Dominion Energy Announces Battery Storage Pilot Projects
Dennis Schroeder / NREL

The four utility-scale battery storage pilot projects totaling 16 MW are the largest projects of their kind in Virginia. The projects were filed with the State Corporation Commission (SCC) for approval and are enabled by the Grid Transformation & Security Act of 2018, which allows Dominion Energy to invest in up to 30 MW of battery storage pilot projects. As Dominion Energy continues to increase its solar fleet  the company is looking for new and innovative ways to store the renewable energy it produces and maintain reliable service to customers.

"These pilot projects will enable Dominion Energy to better understand how best to deploy batteries to help overcome the inherent fluctuation of wind and solar generation sources," said Mark D. Mitchell, vice president – generation construction

The four proposed Central Virginia-based lithium-ion projects will cost approximately $33 million to construct and will provide key information on distinct use cases for batteries on the energy grid. Pending SCC approval, the pilots would be evaluated over a five-year period once operational as currently expected in December 2020.

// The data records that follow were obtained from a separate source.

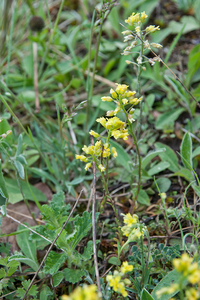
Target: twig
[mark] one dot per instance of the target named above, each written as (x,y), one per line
(37,101)
(94,223)
(51,246)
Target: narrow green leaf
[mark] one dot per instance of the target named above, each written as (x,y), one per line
(19,146)
(15,193)
(147,159)
(123,158)
(3,189)
(185,173)
(143,198)
(73,275)
(145,295)
(28,247)
(186,151)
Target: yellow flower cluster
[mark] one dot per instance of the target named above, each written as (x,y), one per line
(122,97)
(117,282)
(87,292)
(133,229)
(189,270)
(136,19)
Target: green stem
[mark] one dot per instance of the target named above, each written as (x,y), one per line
(29,3)
(51,37)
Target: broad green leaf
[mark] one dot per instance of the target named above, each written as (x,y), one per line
(15,193)
(196,152)
(163,184)
(27,247)
(85,224)
(123,158)
(19,146)
(2,273)
(27,64)
(190,22)
(170,278)
(73,275)
(168,117)
(147,159)
(161,166)
(57,278)
(186,151)
(145,295)
(88,251)
(3,188)
(53,262)
(196,189)
(168,156)
(44,174)
(185,173)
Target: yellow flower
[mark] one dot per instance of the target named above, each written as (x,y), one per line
(93,133)
(101,167)
(121,89)
(133,101)
(108,99)
(117,109)
(126,267)
(88,166)
(85,149)
(102,121)
(82,158)
(182,264)
(116,283)
(114,152)
(151,29)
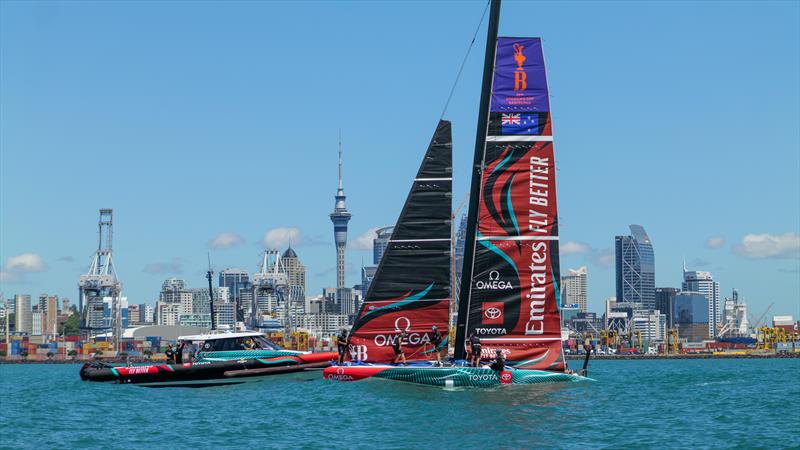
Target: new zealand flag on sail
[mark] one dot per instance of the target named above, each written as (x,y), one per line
(517,123)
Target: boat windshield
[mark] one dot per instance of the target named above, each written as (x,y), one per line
(239,343)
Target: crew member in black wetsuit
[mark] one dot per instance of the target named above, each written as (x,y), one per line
(397,345)
(436,340)
(179,353)
(341,344)
(170,354)
(499,362)
(475,345)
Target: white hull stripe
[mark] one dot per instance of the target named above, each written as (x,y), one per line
(420,240)
(520,339)
(518,238)
(519,138)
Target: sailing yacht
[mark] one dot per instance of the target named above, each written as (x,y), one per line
(510,280)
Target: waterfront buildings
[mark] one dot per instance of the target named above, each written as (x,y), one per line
(367,274)
(23,319)
(635,268)
(703,282)
(735,322)
(295,272)
(573,288)
(238,283)
(665,299)
(690,316)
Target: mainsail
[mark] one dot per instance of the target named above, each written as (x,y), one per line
(513,294)
(410,291)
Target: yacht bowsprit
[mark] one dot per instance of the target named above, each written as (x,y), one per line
(223,358)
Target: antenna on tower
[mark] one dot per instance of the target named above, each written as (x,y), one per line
(210,276)
(340,159)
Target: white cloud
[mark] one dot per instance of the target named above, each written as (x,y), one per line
(225,240)
(282,237)
(26,262)
(759,246)
(575,248)
(715,242)
(364,240)
(174,267)
(603,257)
(9,277)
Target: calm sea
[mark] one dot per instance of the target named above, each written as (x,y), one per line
(672,404)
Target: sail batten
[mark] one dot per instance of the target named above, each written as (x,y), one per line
(513,291)
(410,291)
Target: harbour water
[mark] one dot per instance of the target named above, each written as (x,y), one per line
(675,404)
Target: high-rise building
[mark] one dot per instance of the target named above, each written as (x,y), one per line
(23,319)
(340,217)
(573,288)
(170,290)
(238,283)
(380,243)
(690,316)
(295,270)
(367,274)
(636,268)
(703,282)
(665,298)
(36,322)
(735,322)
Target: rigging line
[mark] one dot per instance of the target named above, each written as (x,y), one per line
(464,61)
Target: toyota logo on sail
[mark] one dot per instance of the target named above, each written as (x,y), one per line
(493,313)
(494,282)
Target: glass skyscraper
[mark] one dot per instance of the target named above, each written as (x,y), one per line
(636,268)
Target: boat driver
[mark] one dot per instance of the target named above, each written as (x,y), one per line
(341,345)
(397,345)
(475,344)
(437,344)
(499,362)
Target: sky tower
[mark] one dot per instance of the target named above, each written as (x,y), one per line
(340,216)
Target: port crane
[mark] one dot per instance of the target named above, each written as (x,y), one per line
(100,282)
(271,285)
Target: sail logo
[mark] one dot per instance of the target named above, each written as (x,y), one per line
(494,282)
(493,313)
(402,325)
(520,76)
(340,375)
(358,353)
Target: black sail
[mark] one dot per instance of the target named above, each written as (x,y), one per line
(411,289)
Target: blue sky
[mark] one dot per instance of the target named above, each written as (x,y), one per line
(196,119)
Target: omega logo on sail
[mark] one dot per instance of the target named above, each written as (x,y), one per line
(494,282)
(538,292)
(412,338)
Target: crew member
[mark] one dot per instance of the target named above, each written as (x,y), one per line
(436,340)
(179,353)
(170,354)
(341,344)
(499,362)
(475,345)
(397,345)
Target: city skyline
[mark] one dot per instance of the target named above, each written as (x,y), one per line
(178,199)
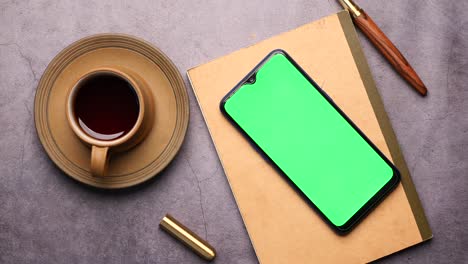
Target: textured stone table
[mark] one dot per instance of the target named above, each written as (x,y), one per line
(45,217)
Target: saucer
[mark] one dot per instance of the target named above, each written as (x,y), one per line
(171,114)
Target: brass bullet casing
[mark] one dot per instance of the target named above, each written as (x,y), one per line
(352,7)
(187,237)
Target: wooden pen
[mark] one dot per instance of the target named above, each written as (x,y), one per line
(384,45)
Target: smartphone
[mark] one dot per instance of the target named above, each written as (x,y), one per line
(310,141)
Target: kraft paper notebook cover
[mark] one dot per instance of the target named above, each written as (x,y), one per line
(283,228)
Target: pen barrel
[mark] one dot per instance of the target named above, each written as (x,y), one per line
(386,47)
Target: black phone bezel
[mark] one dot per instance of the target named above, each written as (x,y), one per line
(367,207)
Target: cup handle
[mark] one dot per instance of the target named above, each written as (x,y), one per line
(99,160)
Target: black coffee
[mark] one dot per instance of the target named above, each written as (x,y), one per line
(106,106)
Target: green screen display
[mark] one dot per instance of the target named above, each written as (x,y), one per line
(308,139)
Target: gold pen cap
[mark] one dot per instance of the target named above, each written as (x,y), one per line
(349,5)
(187,237)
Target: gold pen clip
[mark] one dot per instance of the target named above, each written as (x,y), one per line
(186,236)
(349,5)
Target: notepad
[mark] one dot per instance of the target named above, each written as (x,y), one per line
(281,226)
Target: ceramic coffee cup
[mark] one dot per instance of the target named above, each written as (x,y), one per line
(110,109)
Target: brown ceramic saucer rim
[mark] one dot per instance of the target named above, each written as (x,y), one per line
(91,43)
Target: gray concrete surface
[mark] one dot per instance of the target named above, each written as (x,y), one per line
(47,218)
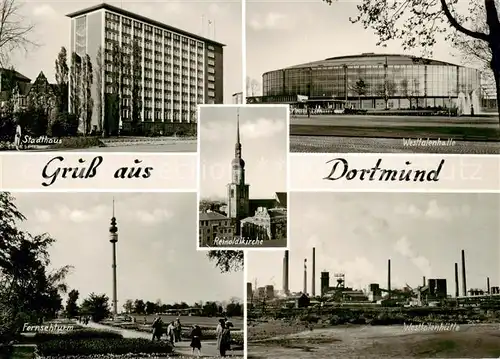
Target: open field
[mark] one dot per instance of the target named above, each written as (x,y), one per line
(190,320)
(395,121)
(279,340)
(346,144)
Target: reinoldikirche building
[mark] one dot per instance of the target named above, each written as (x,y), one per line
(370,80)
(177,70)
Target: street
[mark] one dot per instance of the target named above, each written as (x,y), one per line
(334,144)
(385,134)
(395,121)
(154,148)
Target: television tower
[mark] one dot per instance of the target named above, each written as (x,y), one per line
(113,238)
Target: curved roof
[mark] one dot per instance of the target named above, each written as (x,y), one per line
(369,59)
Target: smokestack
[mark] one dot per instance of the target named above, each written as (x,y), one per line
(113,238)
(305,276)
(313,283)
(464,275)
(389,277)
(285,274)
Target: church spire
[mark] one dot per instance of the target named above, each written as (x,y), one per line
(237,147)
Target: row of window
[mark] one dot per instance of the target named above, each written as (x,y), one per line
(113,22)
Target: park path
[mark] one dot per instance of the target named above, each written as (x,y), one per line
(209,348)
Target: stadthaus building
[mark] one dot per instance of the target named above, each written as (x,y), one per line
(375,81)
(178,69)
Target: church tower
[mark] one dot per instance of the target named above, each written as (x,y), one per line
(237,190)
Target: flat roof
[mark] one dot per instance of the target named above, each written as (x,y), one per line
(138,17)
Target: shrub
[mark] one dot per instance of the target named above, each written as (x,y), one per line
(78,142)
(122,346)
(72,335)
(66,124)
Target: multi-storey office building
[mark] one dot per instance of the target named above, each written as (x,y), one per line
(176,70)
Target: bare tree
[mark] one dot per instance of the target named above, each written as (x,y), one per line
(14,30)
(417,22)
(99,70)
(76,84)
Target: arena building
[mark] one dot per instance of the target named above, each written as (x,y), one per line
(375,81)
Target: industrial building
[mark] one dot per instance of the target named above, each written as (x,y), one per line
(431,292)
(176,70)
(374,81)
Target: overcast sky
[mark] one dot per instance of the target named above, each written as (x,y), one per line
(156,249)
(356,233)
(263,136)
(295,32)
(53,28)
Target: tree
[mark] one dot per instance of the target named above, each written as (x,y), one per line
(136,97)
(227,261)
(14,30)
(71,306)
(150,308)
(62,77)
(359,89)
(97,306)
(99,73)
(129,306)
(28,291)
(88,102)
(76,85)
(417,22)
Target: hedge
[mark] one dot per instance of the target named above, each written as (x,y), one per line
(72,335)
(64,347)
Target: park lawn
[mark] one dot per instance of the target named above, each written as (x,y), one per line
(443,133)
(78,142)
(27,352)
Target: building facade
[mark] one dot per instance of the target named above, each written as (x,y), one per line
(238,98)
(175,71)
(214,225)
(265,224)
(376,81)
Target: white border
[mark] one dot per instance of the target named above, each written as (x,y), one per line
(287,163)
(245,305)
(243,52)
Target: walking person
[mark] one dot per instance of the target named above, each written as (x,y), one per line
(178,330)
(225,344)
(157,328)
(196,339)
(17,137)
(171,333)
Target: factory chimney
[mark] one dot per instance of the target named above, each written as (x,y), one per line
(305,276)
(286,290)
(313,283)
(389,277)
(113,238)
(464,275)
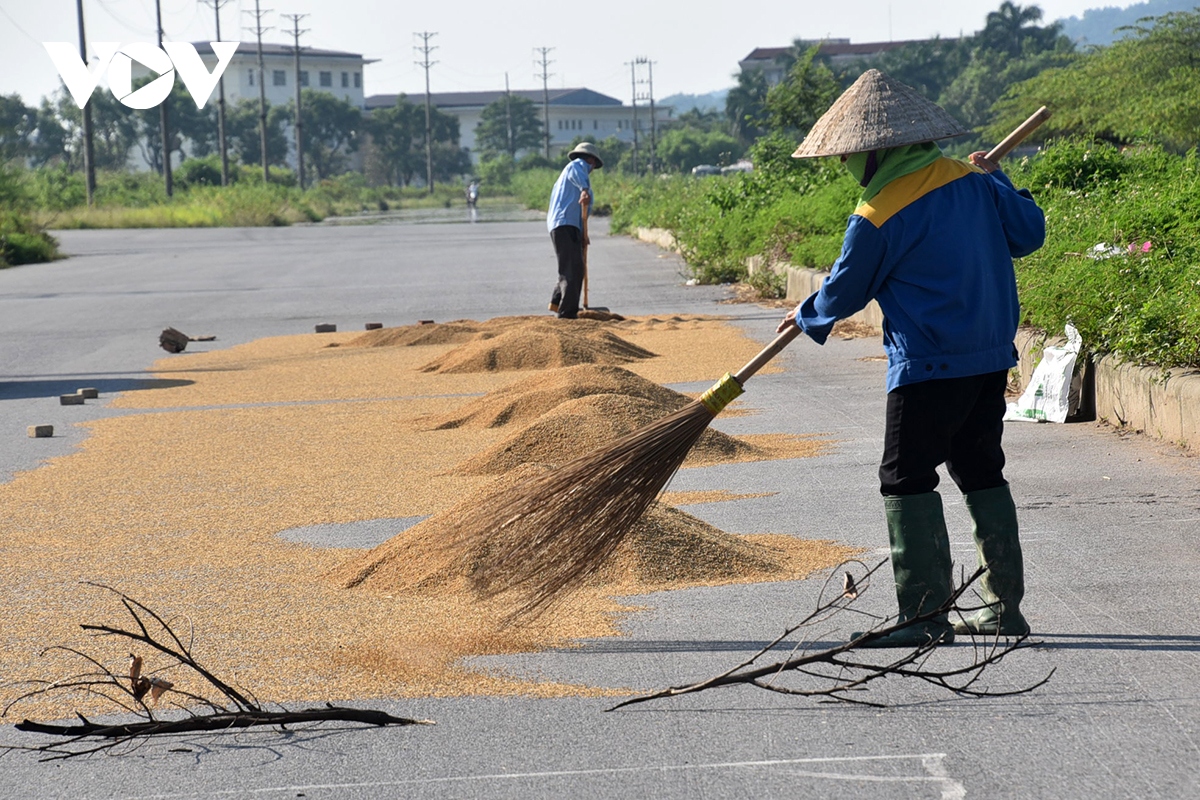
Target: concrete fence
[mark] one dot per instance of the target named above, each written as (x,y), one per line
(1125,395)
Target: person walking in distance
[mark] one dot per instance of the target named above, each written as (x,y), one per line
(933,240)
(569,203)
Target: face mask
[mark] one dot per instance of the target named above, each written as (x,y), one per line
(862,167)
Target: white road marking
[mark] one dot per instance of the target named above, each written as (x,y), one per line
(933,764)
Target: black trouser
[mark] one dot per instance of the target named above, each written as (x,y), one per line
(955,421)
(569,247)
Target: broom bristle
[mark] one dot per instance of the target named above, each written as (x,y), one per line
(546,537)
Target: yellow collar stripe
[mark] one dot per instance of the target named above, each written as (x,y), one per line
(911,187)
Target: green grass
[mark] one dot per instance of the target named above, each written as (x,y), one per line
(1141,305)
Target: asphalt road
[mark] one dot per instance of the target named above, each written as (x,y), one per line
(1109,524)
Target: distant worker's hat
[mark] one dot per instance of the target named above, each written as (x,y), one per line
(877,112)
(586,149)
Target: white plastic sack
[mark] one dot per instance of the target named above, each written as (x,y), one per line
(1048,396)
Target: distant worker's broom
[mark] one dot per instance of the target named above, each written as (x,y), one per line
(544,539)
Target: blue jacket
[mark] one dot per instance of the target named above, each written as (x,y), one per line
(935,248)
(564,199)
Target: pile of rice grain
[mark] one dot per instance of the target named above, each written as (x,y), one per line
(666,548)
(528,398)
(587,423)
(539,347)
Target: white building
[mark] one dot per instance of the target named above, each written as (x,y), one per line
(334,71)
(838,50)
(574,113)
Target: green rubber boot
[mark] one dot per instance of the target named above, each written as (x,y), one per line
(921,563)
(1002,585)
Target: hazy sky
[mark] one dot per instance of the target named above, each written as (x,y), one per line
(695,44)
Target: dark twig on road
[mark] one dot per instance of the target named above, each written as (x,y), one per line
(841,672)
(137,693)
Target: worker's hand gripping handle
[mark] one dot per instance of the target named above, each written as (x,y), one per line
(768,353)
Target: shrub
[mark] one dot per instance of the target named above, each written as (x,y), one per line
(23,242)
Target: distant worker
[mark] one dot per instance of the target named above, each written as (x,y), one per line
(569,203)
(933,240)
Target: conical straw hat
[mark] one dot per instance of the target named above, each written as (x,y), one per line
(877,112)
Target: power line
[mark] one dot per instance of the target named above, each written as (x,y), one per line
(163,126)
(216,5)
(648,95)
(425,49)
(295,49)
(545,92)
(262,86)
(633,83)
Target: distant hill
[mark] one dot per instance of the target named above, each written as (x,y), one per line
(713,101)
(1097,25)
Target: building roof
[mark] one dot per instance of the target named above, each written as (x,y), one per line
(831,47)
(251,48)
(480,98)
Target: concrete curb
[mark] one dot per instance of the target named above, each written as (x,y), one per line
(1123,395)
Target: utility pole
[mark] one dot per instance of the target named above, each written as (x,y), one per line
(633,80)
(225,150)
(649,95)
(163,130)
(89,151)
(545,92)
(295,48)
(425,49)
(508,115)
(262,88)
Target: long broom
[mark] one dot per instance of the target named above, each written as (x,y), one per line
(544,539)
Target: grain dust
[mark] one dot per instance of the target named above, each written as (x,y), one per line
(179,497)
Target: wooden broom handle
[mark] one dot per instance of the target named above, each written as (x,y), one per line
(1018,136)
(785,338)
(583,211)
(767,354)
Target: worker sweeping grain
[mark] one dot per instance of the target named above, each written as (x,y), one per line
(545,539)
(933,240)
(569,203)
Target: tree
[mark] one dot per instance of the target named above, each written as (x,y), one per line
(1012,30)
(17,124)
(929,66)
(394,132)
(804,94)
(1146,86)
(397,138)
(744,106)
(330,130)
(681,149)
(508,126)
(241,131)
(57,134)
(193,126)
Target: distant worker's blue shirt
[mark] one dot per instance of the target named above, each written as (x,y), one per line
(935,248)
(564,199)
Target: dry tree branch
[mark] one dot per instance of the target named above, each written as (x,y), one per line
(233,709)
(840,671)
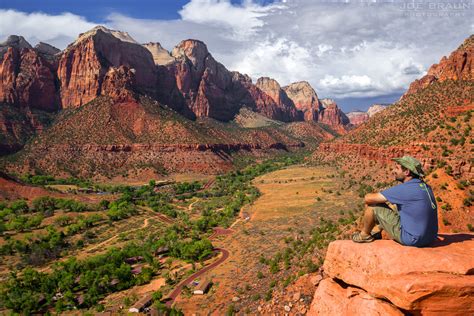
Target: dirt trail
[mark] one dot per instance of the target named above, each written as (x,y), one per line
(107,241)
(225,254)
(174,294)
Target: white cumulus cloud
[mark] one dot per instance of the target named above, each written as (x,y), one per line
(345,49)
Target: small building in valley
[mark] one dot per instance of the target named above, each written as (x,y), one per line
(202,287)
(141,304)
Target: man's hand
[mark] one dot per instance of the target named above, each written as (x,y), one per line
(374,198)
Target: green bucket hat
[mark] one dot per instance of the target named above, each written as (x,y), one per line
(411,164)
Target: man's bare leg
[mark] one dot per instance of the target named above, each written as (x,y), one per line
(369,221)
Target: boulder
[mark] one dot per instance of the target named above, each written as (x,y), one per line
(434,280)
(333,299)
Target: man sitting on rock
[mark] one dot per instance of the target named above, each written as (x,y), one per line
(413,218)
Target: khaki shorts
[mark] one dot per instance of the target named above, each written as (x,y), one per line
(389,220)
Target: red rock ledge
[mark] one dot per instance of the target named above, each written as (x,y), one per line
(385,278)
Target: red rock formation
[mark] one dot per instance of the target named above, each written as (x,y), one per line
(356,118)
(26,79)
(458,66)
(433,280)
(203,82)
(331,115)
(272,88)
(377,108)
(304,98)
(160,55)
(119,84)
(84,64)
(253,97)
(333,299)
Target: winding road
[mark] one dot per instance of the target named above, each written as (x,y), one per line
(174,294)
(225,254)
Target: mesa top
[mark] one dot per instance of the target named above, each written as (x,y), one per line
(418,212)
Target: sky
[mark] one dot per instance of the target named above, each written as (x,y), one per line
(356,52)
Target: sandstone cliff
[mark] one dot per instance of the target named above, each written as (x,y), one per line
(85,63)
(304,98)
(376,108)
(357,117)
(272,88)
(26,78)
(160,55)
(385,278)
(458,66)
(331,115)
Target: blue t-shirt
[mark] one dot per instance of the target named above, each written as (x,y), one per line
(418,218)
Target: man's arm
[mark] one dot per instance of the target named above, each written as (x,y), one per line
(374,198)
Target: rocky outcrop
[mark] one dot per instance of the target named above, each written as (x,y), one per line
(160,55)
(371,278)
(331,115)
(85,63)
(304,98)
(376,108)
(250,96)
(458,66)
(119,84)
(272,88)
(48,52)
(26,79)
(203,82)
(357,117)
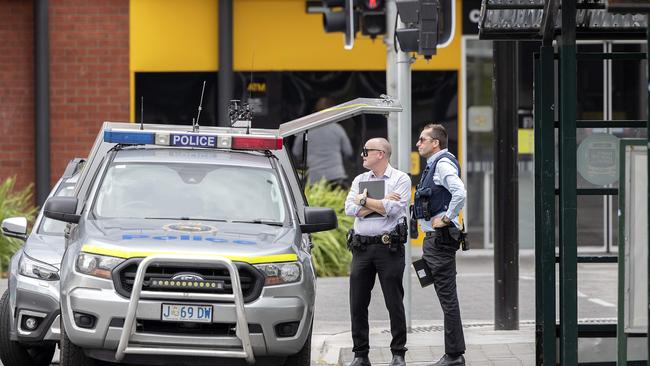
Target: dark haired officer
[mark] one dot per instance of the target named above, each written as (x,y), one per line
(439,197)
(377,245)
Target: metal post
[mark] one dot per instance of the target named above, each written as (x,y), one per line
(546,229)
(225,74)
(391,71)
(568,181)
(403,156)
(506,241)
(42,99)
(539,299)
(399,132)
(648,172)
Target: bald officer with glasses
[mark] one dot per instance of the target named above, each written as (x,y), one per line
(377,245)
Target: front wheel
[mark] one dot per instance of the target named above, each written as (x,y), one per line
(14,353)
(71,354)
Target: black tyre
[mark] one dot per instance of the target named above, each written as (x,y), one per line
(13,353)
(71,354)
(303,357)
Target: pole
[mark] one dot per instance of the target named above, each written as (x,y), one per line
(403,158)
(506,241)
(225,74)
(42,99)
(391,71)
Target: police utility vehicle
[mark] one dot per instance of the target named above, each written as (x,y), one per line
(29,308)
(191,245)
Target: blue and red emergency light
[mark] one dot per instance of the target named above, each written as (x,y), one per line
(190,139)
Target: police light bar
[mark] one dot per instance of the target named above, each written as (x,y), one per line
(191,139)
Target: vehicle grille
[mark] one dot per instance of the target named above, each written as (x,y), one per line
(250,278)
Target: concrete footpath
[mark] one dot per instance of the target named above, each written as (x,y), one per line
(485,346)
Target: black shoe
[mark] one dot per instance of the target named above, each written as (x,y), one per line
(447,360)
(398,360)
(360,361)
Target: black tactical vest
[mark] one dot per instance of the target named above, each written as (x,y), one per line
(432,199)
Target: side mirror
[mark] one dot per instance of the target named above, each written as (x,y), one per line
(15,227)
(319,219)
(62,209)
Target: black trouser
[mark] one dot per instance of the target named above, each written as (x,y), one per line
(377,259)
(439,252)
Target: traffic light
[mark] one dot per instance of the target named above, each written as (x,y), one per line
(373,17)
(427,25)
(339,16)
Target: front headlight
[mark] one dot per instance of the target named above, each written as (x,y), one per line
(280,273)
(97,265)
(30,267)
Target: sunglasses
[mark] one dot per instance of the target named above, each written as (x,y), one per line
(364,151)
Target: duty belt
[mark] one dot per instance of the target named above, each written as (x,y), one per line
(377,239)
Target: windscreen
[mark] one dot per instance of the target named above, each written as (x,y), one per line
(190,192)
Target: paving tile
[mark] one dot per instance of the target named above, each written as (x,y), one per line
(506,361)
(496,350)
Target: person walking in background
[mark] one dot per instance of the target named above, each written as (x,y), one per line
(377,245)
(439,197)
(327,147)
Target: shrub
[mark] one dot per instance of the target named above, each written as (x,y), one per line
(330,253)
(13,203)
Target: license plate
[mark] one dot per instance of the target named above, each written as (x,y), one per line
(187,313)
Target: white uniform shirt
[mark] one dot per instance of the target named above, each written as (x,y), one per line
(448,176)
(395,181)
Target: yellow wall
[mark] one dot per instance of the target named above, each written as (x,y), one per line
(269,35)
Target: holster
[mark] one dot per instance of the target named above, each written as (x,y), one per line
(413,229)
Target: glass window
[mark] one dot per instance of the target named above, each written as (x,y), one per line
(190,191)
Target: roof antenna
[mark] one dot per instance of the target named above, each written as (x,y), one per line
(195,122)
(141,112)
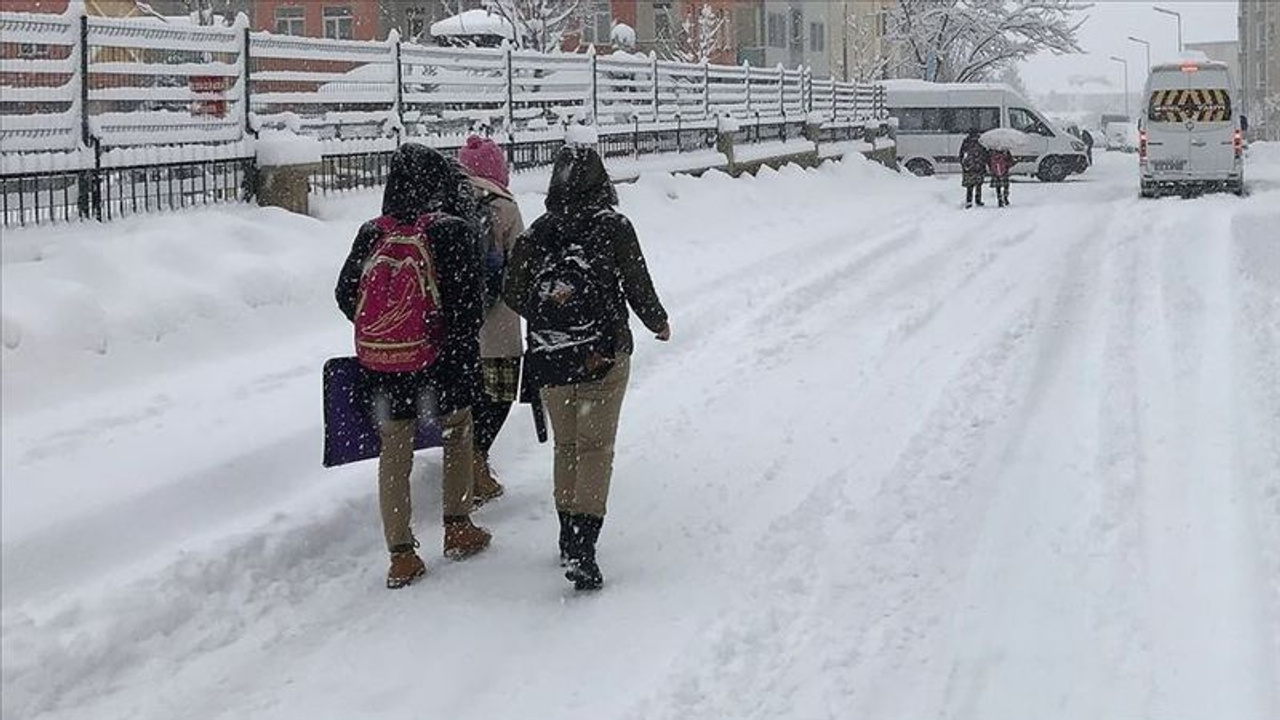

  1. Two battery systems totaling 12 MW at the Scott Solar facility in Powhatan County will demonstrate how batteries can store energy generated from solar panels during periods of high production and release energy during periods when load is high or solar generation is low.
  2. A 2-MW battery at a substation in Ashland will explore how batteries can improve reliability and save money on equipment replacement by serving as an alternative to traditional grid management investments such as transformer upgrades, necessary to serve customers during times of high energy demand.
  3. A 2-MW battery at a substation in New Kent County serving a 20-MW solar facility will show how batteries can help manage voltage and loading issues caused by reverse energy flow, to maintain grid stability.